Multichannel Voice Activity Detection for ASR

home › theses & projects › Multichannel Voice Activity Detection for ASR

Multichannel Voice Activity Detection for ASR

Status

Finished

Type

Master Thesis

Announcement date

12 Mar 2014

Student

Florian Iglisch

Mentors

Martin Hagmüller
Juan Andrés Morales Cordovilla

Research Areas

Speech Communication

The European Project `Distant-speech Interaction for Robust Home Applications’ (DIRHA) aims to create a system to control a house, using a network of microphones, with German voice commands. Three important parts of this project are: the automatic speech recognizer (ASR), the voice activity detector (VAD) and the speech localizer (SLOC). The Deep-Belief-Network VAD (DBN-VAD) [Zhang2013] is a state-of-the-art VAD and has the ability of fussing many features (pitch, spectrogram, AMS, etc.) to decide if a frame is speech or non-speech. These features can be improved by adding a noise reduction or enhancement stage. For the moment, we are only working with a single-channel signal.

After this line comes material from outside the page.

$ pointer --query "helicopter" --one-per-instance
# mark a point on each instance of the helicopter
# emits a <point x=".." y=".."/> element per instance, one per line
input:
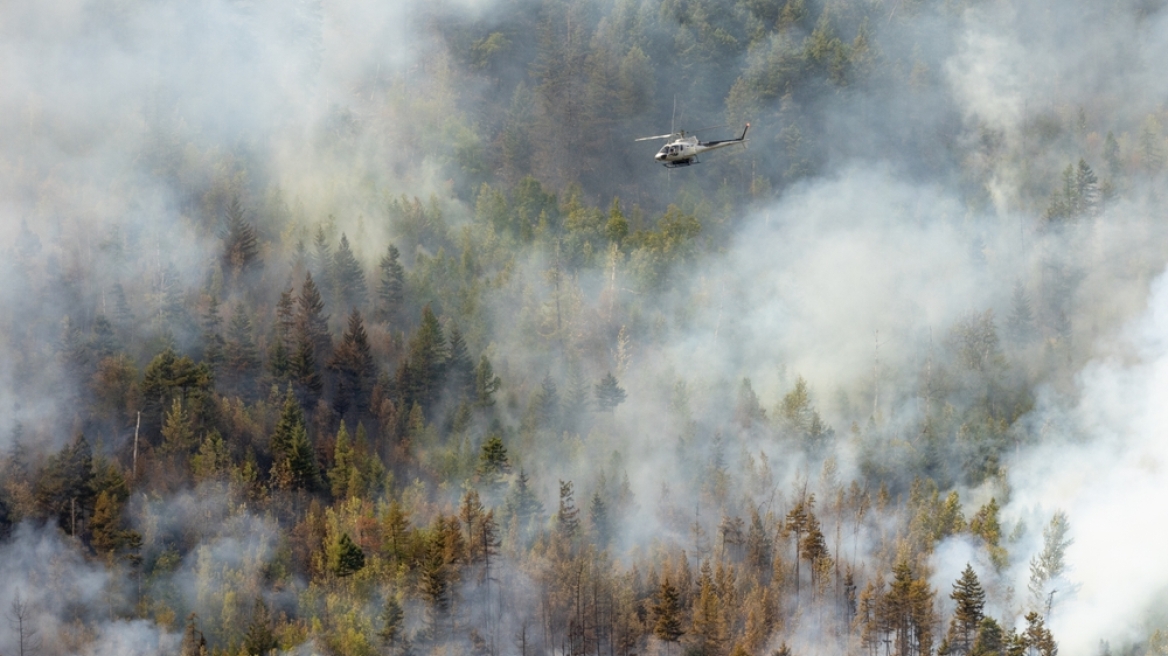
<point x="682" y="151"/>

The purpose of this master’s thesis is to improve the enhancement, and then the VAD by using spatial information derived from the multi-channel signal [Habib2013]. The final aim is the fusion of the voice activity detector with the source localizer using a pyschoacustical approach [Ma2012].

Your Tasks

Study literature
Obtain baseline results with current VAD and ASR on a simulated database
Improve the VAD using multi-channel information
Implement real-time system in the kitchen-cocktail party room of the SPSC

Your Profile

Speech Communication 1 & 2
Interest in speech recognition and source separation inspired in psycho-acoustical approaches
Matlab
Unix-Shell, HTK is a plus, but not necessary

References

[Zhang2013] X. Zhang and J. Wu. Deep Belief Networks Based Voice Activity Detection. IEEE Transactions on Audio, Speech, and Language Processing, 2013.

[Habib2013] T. Habib and H. Romsdorfer. Auditory inspired methods for localization of multiple concurrent speakers. Computer Speech & Language, 2013.

[Ma2012] N. Ma, J. Barker, H. Christensen and P. Green. Combining speech fragment decoding and adaptive noise floor modelling, IEEE Transactions on Audio, Speech, and Language Processing, 2012.